Why Day Trading Penny Stocks May Be Your Best Option

Day trading involves sticking with stocks for the shortest period of time possible to make as many small profits as possible. Day trading often carries a stigma of wild gamblers or genius big shots playing or manipulating a system to make millions, but this usually isn’t the reality of this profession.

In reality the day trader is someone who knows how to make a consistent trading plan that has proved itself and he or she knows how to stick with it. Most day traders prefer highly volatile systems like the options and futures markets, but there is plenty of room in the realm of day trading penny stocks. Here are some reasons you should or shouldn’t day trade penny stocks.


The largest disadvantage of day trading is the extreme focus it requires. The majority of investors are more accustom to making investing decisions in weeks or even days. Those who are really mentally strong will make these decisions in hours. The day trader has to make good decisions every couple of minutes. Often that decision is simply to take no action, but they don’t get the luxury of saying I won’t do anything now, I’ll look at it again on Tuesday. The information you use to make a decision in one moment will likely change in the next moment. As long as you are invested you need to be focused on the information.

The next major disadvantage is the psychological strain on the day trader. When you’re an average investor you are simply buying and holding a collection of stocks. On the whole the stock market generally climbs and 99% of buy and holders do make money over their careers. Also, you’ll be winning the majority of years, just not very much. Most day traders only see a 50% to 60% success rate. That means almost every other trade you make is a losing proposition. The key to winning is managing your losses quickly so you have money to hit your bigger wins. These repeated losses can be very difficult when you need to make enough money to pay the rent.

Another barrier to day trading penny stocks is the financial barrier to entry. The SEC won’t allow anyone to day trade who has less than $25,000. You can probably legally get away with day trading on the pink sheets, or OTC market, where the risk is even higher. However, the money management aspect just screams to stay away from day trading until you have enough money to minimize the impact of commissions without risking more than 2% on any trade.


The main advantage to day trading is that you remove the risk of time. When you are only invested for short periods of time the impact of surprise reports, news, new companies, bad economies, and tax rule changes is all mitigated. As soon as any of these events happen you just adjust your trading strategy and continue on your merry way.

Once you have enough money to trade with the returns can be very lucrative and they can scale well, at least to a point. Obviously if you become too wealthy (if that’s possible) you can have difficulty moving too many shares of a penny stock.

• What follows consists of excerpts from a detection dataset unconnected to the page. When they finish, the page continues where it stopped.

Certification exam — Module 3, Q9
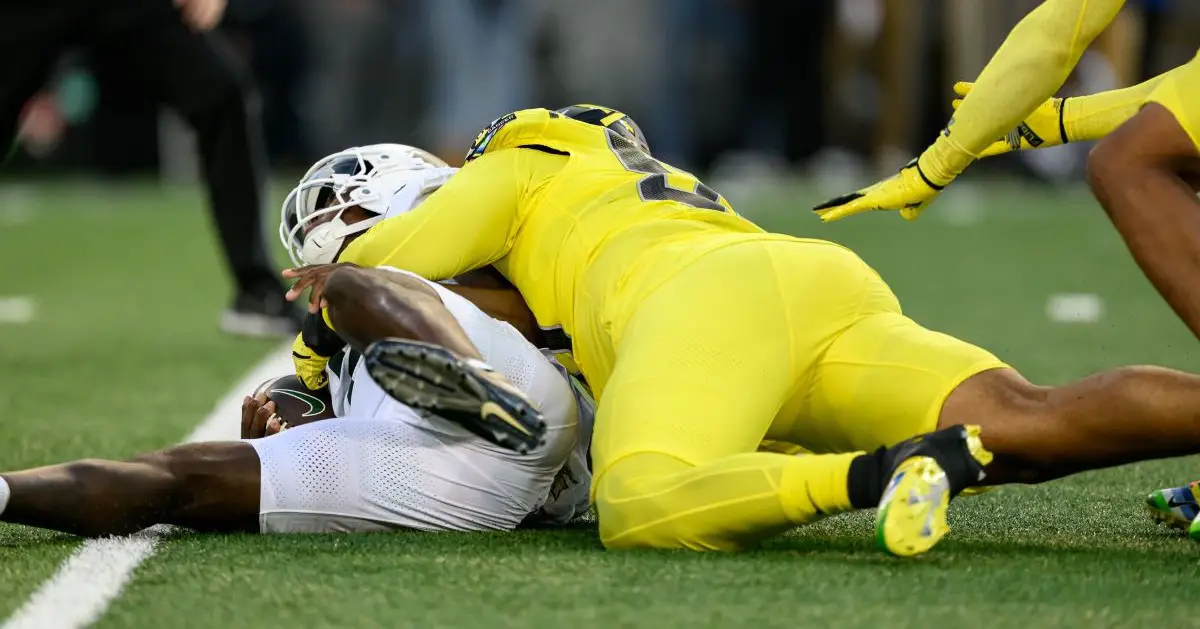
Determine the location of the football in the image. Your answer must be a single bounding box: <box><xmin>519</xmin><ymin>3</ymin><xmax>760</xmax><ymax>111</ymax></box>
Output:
<box><xmin>254</xmin><ymin>375</ymin><xmax>336</xmax><ymax>427</ymax></box>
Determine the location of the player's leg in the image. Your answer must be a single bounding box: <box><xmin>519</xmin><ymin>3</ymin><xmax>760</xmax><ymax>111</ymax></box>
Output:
<box><xmin>590</xmin><ymin>241</ymin><xmax>857</xmax><ymax>550</ymax></box>
<box><xmin>0</xmin><ymin>442</ymin><xmax>259</xmax><ymax>537</ymax></box>
<box><xmin>585</xmin><ymin>242</ymin><xmax>988</xmax><ymax>550</ymax></box>
<box><xmin>938</xmin><ymin>366</ymin><xmax>1200</xmax><ymax>483</ymax></box>
<box><xmin>791</xmin><ymin>262</ymin><xmax>1200</xmax><ymax>484</ymax></box>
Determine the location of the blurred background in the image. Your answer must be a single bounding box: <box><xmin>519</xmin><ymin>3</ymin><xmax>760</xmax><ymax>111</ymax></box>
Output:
<box><xmin>6</xmin><ymin>0</ymin><xmax>1200</xmax><ymax>181</ymax></box>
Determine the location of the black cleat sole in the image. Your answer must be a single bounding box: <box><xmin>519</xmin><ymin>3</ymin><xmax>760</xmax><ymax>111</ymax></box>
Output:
<box><xmin>362</xmin><ymin>339</ymin><xmax>546</xmax><ymax>454</ymax></box>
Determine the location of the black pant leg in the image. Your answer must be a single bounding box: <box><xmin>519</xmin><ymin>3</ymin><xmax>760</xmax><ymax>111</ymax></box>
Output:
<box><xmin>0</xmin><ymin>0</ymin><xmax>89</xmax><ymax>162</ymax></box>
<box><xmin>96</xmin><ymin>0</ymin><xmax>282</xmax><ymax>295</ymax></box>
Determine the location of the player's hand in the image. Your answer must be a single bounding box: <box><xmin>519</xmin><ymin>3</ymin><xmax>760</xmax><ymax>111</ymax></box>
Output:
<box><xmin>283</xmin><ymin>262</ymin><xmax>358</xmax><ymax>312</ymax></box>
<box><xmin>292</xmin><ymin>334</ymin><xmax>329</xmax><ymax>391</ymax></box>
<box><xmin>175</xmin><ymin>0</ymin><xmax>227</xmax><ymax>32</ymax></box>
<box><xmin>950</xmin><ymin>82</ymin><xmax>1070</xmax><ymax>157</ymax></box>
<box><xmin>812</xmin><ymin>160</ymin><xmax>942</xmax><ymax>222</ymax></box>
<box><xmin>241</xmin><ymin>394</ymin><xmax>288</xmax><ymax>439</ymax></box>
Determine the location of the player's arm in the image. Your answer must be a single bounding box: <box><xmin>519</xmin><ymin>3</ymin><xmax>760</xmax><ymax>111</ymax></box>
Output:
<box><xmin>814</xmin><ymin>0</ymin><xmax>1126</xmax><ymax>221</ymax></box>
<box><xmin>953</xmin><ymin>66</ymin><xmax>1183</xmax><ymax>157</ymax></box>
<box><xmin>922</xmin><ymin>0</ymin><xmax>1126</xmax><ymax>169</ymax></box>
<box><xmin>325</xmin><ymin>264</ymin><xmax>482</xmax><ymax>360</ymax></box>
<box><xmin>1087</xmin><ymin>75</ymin><xmax>1200</xmax><ymax>336</ymax></box>
<box><xmin>338</xmin><ymin>149</ymin><xmax>530</xmax><ymax>281</ymax></box>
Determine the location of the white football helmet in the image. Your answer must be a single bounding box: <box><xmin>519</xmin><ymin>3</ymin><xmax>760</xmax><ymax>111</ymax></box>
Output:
<box><xmin>280</xmin><ymin>144</ymin><xmax>449</xmax><ymax>265</ymax></box>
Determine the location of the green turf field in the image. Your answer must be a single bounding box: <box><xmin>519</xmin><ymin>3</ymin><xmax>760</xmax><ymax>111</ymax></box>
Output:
<box><xmin>0</xmin><ymin>178</ymin><xmax>1200</xmax><ymax>629</ymax></box>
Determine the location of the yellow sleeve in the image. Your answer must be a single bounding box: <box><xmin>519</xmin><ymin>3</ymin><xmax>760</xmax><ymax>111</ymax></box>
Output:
<box><xmin>338</xmin><ymin>149</ymin><xmax>535</xmax><ymax>280</ymax></box>
<box><xmin>1146</xmin><ymin>54</ymin><xmax>1200</xmax><ymax>151</ymax></box>
<box><xmin>920</xmin><ymin>0</ymin><xmax>1126</xmax><ymax>185</ymax></box>
<box><xmin>1062</xmin><ymin>64</ymin><xmax>1176</xmax><ymax>142</ymax></box>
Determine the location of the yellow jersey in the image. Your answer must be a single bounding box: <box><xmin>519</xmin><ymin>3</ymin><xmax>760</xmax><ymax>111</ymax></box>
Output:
<box><xmin>340</xmin><ymin>109</ymin><xmax>764</xmax><ymax>372</ymax></box>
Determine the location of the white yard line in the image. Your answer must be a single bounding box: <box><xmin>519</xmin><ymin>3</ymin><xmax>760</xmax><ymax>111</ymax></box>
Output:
<box><xmin>0</xmin><ymin>342</ymin><xmax>293</xmax><ymax>629</ymax></box>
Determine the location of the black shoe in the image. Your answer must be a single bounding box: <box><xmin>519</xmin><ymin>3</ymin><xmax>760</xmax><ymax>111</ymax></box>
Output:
<box><xmin>875</xmin><ymin>426</ymin><xmax>991</xmax><ymax>557</ymax></box>
<box><xmin>221</xmin><ymin>288</ymin><xmax>301</xmax><ymax>339</ymax></box>
<box><xmin>362</xmin><ymin>339</ymin><xmax>546</xmax><ymax>454</ymax></box>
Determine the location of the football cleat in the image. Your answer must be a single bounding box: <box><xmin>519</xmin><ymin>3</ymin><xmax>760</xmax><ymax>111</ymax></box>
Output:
<box><xmin>875</xmin><ymin>426</ymin><xmax>991</xmax><ymax>557</ymax></box>
<box><xmin>1146</xmin><ymin>481</ymin><xmax>1200</xmax><ymax>530</ymax></box>
<box><xmin>362</xmin><ymin>339</ymin><xmax>546</xmax><ymax>454</ymax></box>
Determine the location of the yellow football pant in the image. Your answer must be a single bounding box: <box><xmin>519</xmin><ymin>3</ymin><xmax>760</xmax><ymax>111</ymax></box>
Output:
<box><xmin>576</xmin><ymin>235</ymin><xmax>1004</xmax><ymax>550</ymax></box>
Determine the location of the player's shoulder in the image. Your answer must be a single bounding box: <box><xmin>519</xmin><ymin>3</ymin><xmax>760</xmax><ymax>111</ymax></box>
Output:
<box><xmin>466</xmin><ymin>108</ymin><xmax>605</xmax><ymax>162</ymax></box>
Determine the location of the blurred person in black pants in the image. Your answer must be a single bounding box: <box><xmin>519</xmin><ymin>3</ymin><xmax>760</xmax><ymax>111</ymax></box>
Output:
<box><xmin>0</xmin><ymin>0</ymin><xmax>298</xmax><ymax>336</ymax></box>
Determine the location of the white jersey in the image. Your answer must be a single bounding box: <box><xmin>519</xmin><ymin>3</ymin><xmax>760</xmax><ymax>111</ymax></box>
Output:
<box><xmin>251</xmin><ymin>269</ymin><xmax>593</xmax><ymax>532</ymax></box>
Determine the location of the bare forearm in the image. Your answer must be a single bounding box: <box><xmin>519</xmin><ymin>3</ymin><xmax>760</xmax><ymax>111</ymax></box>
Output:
<box><xmin>325</xmin><ymin>268</ymin><xmax>481</xmax><ymax>358</ymax></box>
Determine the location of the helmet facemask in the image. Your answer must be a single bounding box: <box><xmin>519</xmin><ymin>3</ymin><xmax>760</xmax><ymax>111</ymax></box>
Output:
<box><xmin>280</xmin><ymin>144</ymin><xmax>446</xmax><ymax>265</ymax></box>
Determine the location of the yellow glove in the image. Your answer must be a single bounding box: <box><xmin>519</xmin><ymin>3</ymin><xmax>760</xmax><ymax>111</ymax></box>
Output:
<box><xmin>950</xmin><ymin>82</ymin><xmax>1070</xmax><ymax>157</ymax></box>
<box><xmin>812</xmin><ymin>158</ymin><xmax>944</xmax><ymax>222</ymax></box>
<box><xmin>292</xmin><ymin>334</ymin><xmax>329</xmax><ymax>390</ymax></box>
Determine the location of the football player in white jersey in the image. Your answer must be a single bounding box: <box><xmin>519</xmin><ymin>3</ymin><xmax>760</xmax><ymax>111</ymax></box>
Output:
<box><xmin>0</xmin><ymin>145</ymin><xmax>592</xmax><ymax>535</ymax></box>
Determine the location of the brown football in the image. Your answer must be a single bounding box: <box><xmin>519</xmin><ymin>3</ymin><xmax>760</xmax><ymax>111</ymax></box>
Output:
<box><xmin>254</xmin><ymin>375</ymin><xmax>336</xmax><ymax>427</ymax></box>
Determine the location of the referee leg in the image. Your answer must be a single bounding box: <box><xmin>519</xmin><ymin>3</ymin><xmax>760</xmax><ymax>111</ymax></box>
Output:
<box><xmin>88</xmin><ymin>0</ymin><xmax>298</xmax><ymax>335</ymax></box>
<box><xmin>0</xmin><ymin>0</ymin><xmax>85</xmax><ymax>162</ymax></box>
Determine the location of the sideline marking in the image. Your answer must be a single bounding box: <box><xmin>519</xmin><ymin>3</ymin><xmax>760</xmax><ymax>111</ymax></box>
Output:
<box><xmin>0</xmin><ymin>342</ymin><xmax>294</xmax><ymax>629</ymax></box>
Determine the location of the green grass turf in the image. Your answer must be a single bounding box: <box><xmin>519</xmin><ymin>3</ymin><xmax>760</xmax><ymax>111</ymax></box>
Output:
<box><xmin>0</xmin><ymin>185</ymin><xmax>277</xmax><ymax>616</ymax></box>
<box><xmin>0</xmin><ymin>177</ymin><xmax>1200</xmax><ymax>629</ymax></box>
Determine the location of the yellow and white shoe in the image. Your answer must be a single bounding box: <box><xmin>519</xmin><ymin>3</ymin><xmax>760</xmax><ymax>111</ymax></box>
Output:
<box><xmin>875</xmin><ymin>426</ymin><xmax>992</xmax><ymax>557</ymax></box>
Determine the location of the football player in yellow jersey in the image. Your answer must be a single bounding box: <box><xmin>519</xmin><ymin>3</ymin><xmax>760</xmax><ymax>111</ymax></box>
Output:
<box><xmin>816</xmin><ymin>0</ymin><xmax>1200</xmax><ymax>540</ymax></box>
<box><xmin>288</xmin><ymin>106</ymin><xmax>1200</xmax><ymax>555</ymax></box>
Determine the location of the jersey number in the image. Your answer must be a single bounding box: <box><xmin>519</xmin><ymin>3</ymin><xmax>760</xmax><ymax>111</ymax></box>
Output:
<box><xmin>608</xmin><ymin>131</ymin><xmax>726</xmax><ymax>211</ymax></box>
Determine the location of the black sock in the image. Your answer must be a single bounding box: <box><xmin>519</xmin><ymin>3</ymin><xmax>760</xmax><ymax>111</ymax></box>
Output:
<box><xmin>846</xmin><ymin>448</ymin><xmax>884</xmax><ymax>509</ymax></box>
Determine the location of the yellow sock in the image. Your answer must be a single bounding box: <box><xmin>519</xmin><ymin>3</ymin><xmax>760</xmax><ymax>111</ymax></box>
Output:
<box><xmin>594</xmin><ymin>453</ymin><xmax>858</xmax><ymax>550</ymax></box>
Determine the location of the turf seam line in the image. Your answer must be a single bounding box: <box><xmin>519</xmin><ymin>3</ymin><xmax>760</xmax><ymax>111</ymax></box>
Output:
<box><xmin>0</xmin><ymin>342</ymin><xmax>293</xmax><ymax>629</ymax></box>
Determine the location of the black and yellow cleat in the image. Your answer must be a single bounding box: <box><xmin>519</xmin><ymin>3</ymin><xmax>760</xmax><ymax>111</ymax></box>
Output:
<box><xmin>875</xmin><ymin>426</ymin><xmax>991</xmax><ymax>557</ymax></box>
<box><xmin>362</xmin><ymin>339</ymin><xmax>546</xmax><ymax>454</ymax></box>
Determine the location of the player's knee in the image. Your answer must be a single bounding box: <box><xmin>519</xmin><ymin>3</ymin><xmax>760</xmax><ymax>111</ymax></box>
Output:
<box><xmin>938</xmin><ymin>369</ymin><xmax>1055</xmax><ymax>477</ymax></box>
<box><xmin>593</xmin><ymin>455</ymin><xmax>736</xmax><ymax>550</ymax></box>
<box><xmin>593</xmin><ymin>463</ymin><xmax>670</xmax><ymax>550</ymax></box>
<box><xmin>1087</xmin><ymin>132</ymin><xmax>1127</xmax><ymax>190</ymax></box>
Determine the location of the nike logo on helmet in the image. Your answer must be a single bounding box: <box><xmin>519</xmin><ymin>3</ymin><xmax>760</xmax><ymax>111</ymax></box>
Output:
<box><xmin>271</xmin><ymin>389</ymin><xmax>325</xmax><ymax>418</ymax></box>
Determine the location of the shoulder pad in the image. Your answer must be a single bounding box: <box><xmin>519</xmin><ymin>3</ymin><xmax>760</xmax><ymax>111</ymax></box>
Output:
<box><xmin>464</xmin><ymin>109</ymin><xmax>606</xmax><ymax>162</ymax></box>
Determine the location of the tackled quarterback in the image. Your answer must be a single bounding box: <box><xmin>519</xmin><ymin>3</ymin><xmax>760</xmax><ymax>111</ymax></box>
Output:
<box><xmin>0</xmin><ymin>144</ymin><xmax>593</xmax><ymax>535</ymax></box>
<box><xmin>286</xmin><ymin>106</ymin><xmax>1200</xmax><ymax>556</ymax></box>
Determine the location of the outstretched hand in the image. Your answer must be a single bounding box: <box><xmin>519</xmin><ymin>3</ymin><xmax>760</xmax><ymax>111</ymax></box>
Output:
<box><xmin>241</xmin><ymin>394</ymin><xmax>288</xmax><ymax>439</ymax></box>
<box><xmin>283</xmin><ymin>262</ymin><xmax>358</xmax><ymax>313</ymax></box>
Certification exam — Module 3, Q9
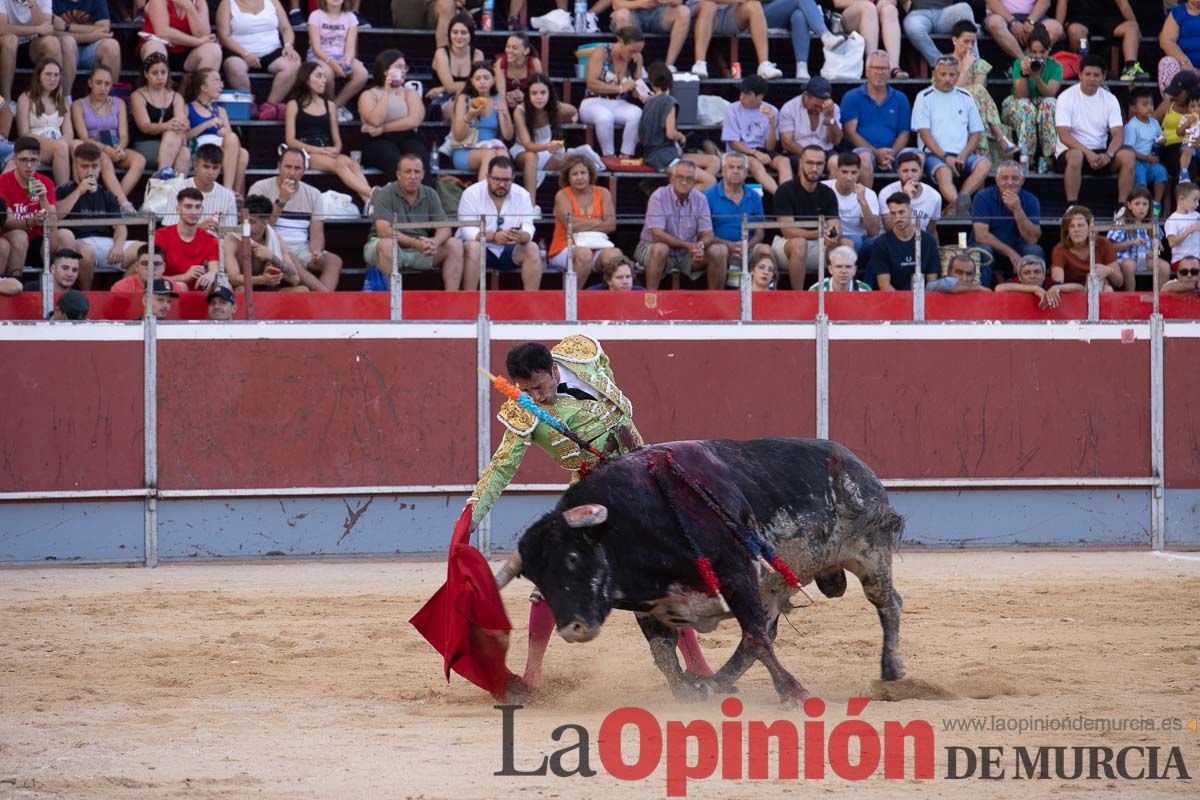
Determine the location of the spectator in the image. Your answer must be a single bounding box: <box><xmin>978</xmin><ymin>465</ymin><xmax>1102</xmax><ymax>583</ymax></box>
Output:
<box><xmin>308</xmin><ymin>0</ymin><xmax>368</xmax><ymax>122</ymax></box>
<box><xmin>829</xmin><ymin>50</ymin><xmax>918</xmax><ymax>186</ymax></box>
<box><xmin>217</xmin><ymin>0</ymin><xmax>304</xmax><ymax>120</ymax></box>
<box><xmin>827</xmin><ymin>0</ymin><xmax>908</xmax><ymax>80</ymax></box>
<box><xmin>1109</xmin><ymin>186</ymin><xmax>1171</xmax><ymax>291</ymax></box>
<box><xmin>809</xmin><ymin>245</ymin><xmax>871</xmax><ymax>291</ymax></box>
<box><xmin>971</xmin><ymin>161</ymin><xmax>1045</xmax><ymax>285</ymax></box>
<box><xmin>546</xmin><ymin>155</ymin><xmax>624</xmax><ymax>287</ymax></box>
<box><xmin>458</xmin><ymin>156</ymin><xmax>542</xmax><ymax>291</ymax></box>
<box><xmin>138</xmin><ymin>0</ymin><xmax>221</xmax><ymax>74</ymax></box>
<box><xmin>996</xmin><ymin>255</ymin><xmax>1084</xmax><ymax>308</ymax></box>
<box><xmin>776</xmin><ymin>76</ymin><xmax>842</xmax><ymax>173</ymax></box>
<box><xmin>1158</xmin><ymin>0</ymin><xmax>1200</xmax><ymax>92</ymax></box>
<box><xmin>983</xmin><ymin>0</ymin><xmax>1063</xmax><ymax>61</ymax></box>
<box><xmin>450</xmin><ymin>61</ymin><xmax>512</xmax><ymax>182</ymax></box>
<box><xmin>47</xmin><ymin>289</ymin><xmax>91</xmax><ymax>323</ymax></box>
<box><xmin>426</xmin><ymin>13</ymin><xmax>484</xmax><ymax>121</ymax></box>
<box><xmin>25</xmin><ymin>248</ymin><xmax>79</xmax><ymax>291</ymax></box>
<box><xmin>17</xmin><ymin>59</ymin><xmax>74</xmax><ymax>184</ymax></box>
<box><xmin>612</xmin><ymin>0</ymin><xmax>703</xmax><ymax>66</ymax></box>
<box><xmin>1055</xmin><ymin>54</ymin><xmax>1135</xmax><ymax>205</ymax></box>
<box><xmin>150</xmin><ymin>278</ymin><xmax>179</xmax><ymax>321</ymax></box>
<box><xmin>54</xmin><ymin>142</ymin><xmax>142</xmax><ymax>289</ymax></box>
<box><xmin>0</xmin><ymin>137</ymin><xmax>74</xmax><ymax>277</ymax></box>
<box><xmin>208</xmin><ymin>287</ymin><xmax>238</xmax><ymax>323</ymax></box>
<box><xmin>1054</xmin><ymin>0</ymin><xmax>1150</xmax><ymax>80</ymax></box>
<box><xmin>878</xmin><ymin>150</ymin><xmax>942</xmax><ymax>240</ymax></box>
<box><xmin>362</xmin><ymin>154</ymin><xmax>465</xmax><ymax>291</ymax></box>
<box><xmin>130</xmin><ymin>53</ymin><xmax>192</xmax><ymax>175</ymax></box>
<box><xmin>580</xmin><ymin>24</ymin><xmax>646</xmax><ymax>156</ymax></box>
<box><xmin>359</xmin><ymin>50</ymin><xmax>433</xmax><ymax>181</ymax></box>
<box><xmin>154</xmin><ymin>187</ymin><xmax>218</xmax><ymax>289</ymax></box>
<box><xmin>71</xmin><ymin>66</ymin><xmax>146</xmax><ymax>201</ymax></box>
<box><xmin>511</xmin><ymin>74</ymin><xmax>563</xmax><ymax>197</ymax></box>
<box><xmin>0</xmin><ymin>0</ymin><xmax>66</xmax><ymax>100</ymax></box>
<box><xmin>162</xmin><ymin>144</ymin><xmax>239</xmax><ymax>230</ymax></box>
<box><xmin>1162</xmin><ymin>255</ymin><xmax>1200</xmax><ymax>294</ymax></box>
<box><xmin>283</xmin><ymin>61</ymin><xmax>373</xmax><ymax>205</ymax></box>
<box><xmin>762</xmin><ymin>0</ymin><xmax>849</xmax><ymax>80</ymax></box>
<box><xmin>906</xmin><ymin>54</ymin><xmax>991</xmax><ymax>217</ymax></box>
<box><xmin>635</xmin><ymin>161</ymin><xmax>730</xmax><ymax>291</ymax></box>
<box><xmin>180</xmin><ymin>68</ymin><xmax>250</xmax><ymax>194</ymax></box>
<box><xmin>704</xmin><ymin>151</ymin><xmax>774</xmax><ymax>273</ymax></box>
<box><xmin>250</xmin><ymin>148</ymin><xmax>342</xmax><ymax>291</ymax></box>
<box><xmin>772</xmin><ymin>143</ymin><xmax>841</xmax><ymax>290</ymax></box>
<box><xmin>750</xmin><ymin>247</ymin><xmax>779</xmax><ymax>291</ymax></box>
<box><xmin>688</xmin><ymin>0</ymin><xmax>784</xmax><ymax>80</ymax></box>
<box><xmin>637</xmin><ymin>61</ymin><xmax>721</xmax><ymax>192</ymax></box>
<box><xmin>925</xmin><ymin>252</ymin><xmax>991</xmax><ymax>294</ymax></box>
<box><xmin>223</xmin><ymin>194</ymin><xmax>308</xmax><ymax>291</ymax></box>
<box><xmin>1124</xmin><ymin>86</ymin><xmax>1170</xmax><ymax>216</ymax></box>
<box><xmin>1161</xmin><ymin>179</ymin><xmax>1200</xmax><ymax>270</ymax></box>
<box><xmin>823</xmin><ymin>152</ymin><xmax>881</xmax><ymax>257</ymax></box>
<box><xmin>904</xmin><ymin>0</ymin><xmax>974</xmax><ymax>68</ymax></box>
<box><xmin>868</xmin><ymin>192</ymin><xmax>941</xmax><ymax>291</ymax></box>
<box><xmin>950</xmin><ymin>19</ymin><xmax>1018</xmax><ymax>164</ymax></box>
<box><xmin>52</xmin><ymin>0</ymin><xmax>121</xmax><ymax>86</ymax></box>
<box><xmin>109</xmin><ymin>245</ymin><xmax>187</xmax><ymax>295</ymax></box>
<box><xmin>1000</xmin><ymin>25</ymin><xmax>1062</xmax><ymax>174</ymax></box>
<box><xmin>1050</xmin><ymin>205</ymin><xmax>1118</xmax><ymax>291</ymax></box>
<box><xmin>720</xmin><ymin>76</ymin><xmax>792</xmax><ymax>194</ymax></box>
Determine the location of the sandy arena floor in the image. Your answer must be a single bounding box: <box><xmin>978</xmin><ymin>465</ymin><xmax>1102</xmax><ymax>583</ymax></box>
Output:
<box><xmin>0</xmin><ymin>552</ymin><xmax>1200</xmax><ymax>800</ymax></box>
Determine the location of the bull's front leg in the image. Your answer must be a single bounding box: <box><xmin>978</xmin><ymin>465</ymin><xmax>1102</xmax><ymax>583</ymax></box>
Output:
<box><xmin>714</xmin><ymin>570</ymin><xmax>811</xmax><ymax>708</ymax></box>
<box><xmin>635</xmin><ymin>614</ymin><xmax>709</xmax><ymax>702</ymax></box>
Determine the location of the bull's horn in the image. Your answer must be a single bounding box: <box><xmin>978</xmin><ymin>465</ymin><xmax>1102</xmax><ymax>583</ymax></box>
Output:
<box><xmin>496</xmin><ymin>553</ymin><xmax>522</xmax><ymax>589</ymax></box>
<box><xmin>563</xmin><ymin>503</ymin><xmax>608</xmax><ymax>528</ymax></box>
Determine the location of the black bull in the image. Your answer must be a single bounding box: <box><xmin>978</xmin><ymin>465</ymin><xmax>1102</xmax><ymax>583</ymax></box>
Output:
<box><xmin>514</xmin><ymin>438</ymin><xmax>904</xmax><ymax>703</ymax></box>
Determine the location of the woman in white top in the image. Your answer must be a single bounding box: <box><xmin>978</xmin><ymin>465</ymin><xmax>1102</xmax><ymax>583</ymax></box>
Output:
<box><xmin>217</xmin><ymin>0</ymin><xmax>300</xmax><ymax>120</ymax></box>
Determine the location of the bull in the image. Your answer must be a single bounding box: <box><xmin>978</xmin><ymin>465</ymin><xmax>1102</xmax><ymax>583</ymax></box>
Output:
<box><xmin>498</xmin><ymin>438</ymin><xmax>904</xmax><ymax>704</ymax></box>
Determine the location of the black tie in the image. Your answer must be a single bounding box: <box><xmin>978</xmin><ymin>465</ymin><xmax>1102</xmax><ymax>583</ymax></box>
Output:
<box><xmin>558</xmin><ymin>384</ymin><xmax>595</xmax><ymax>399</ymax></box>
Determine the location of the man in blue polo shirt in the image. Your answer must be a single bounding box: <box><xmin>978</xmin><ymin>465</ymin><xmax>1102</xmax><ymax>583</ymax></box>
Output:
<box><xmin>971</xmin><ymin>161</ymin><xmax>1045</xmax><ymax>287</ymax></box>
<box><xmin>829</xmin><ymin>50</ymin><xmax>914</xmax><ymax>188</ymax></box>
<box><xmin>704</xmin><ymin>151</ymin><xmax>766</xmax><ymax>285</ymax></box>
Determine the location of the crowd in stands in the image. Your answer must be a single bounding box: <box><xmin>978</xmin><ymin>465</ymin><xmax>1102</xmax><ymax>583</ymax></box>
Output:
<box><xmin>0</xmin><ymin>0</ymin><xmax>1200</xmax><ymax>319</ymax></box>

This issue is minimized by the fact that almost all day traders use trading as their sole source of income. Since you are pulling money out every month to make your bills, the growth of your investing account will be slowed.

Another advantage is that brokers cannot double charge you for trades that happen in the same day. So if you only get a partially filled order you can simply adjust your price to get out of the rest of the order. Normal investors never notice until the next day or later so they have to eat another commission to sell the rest of the stock.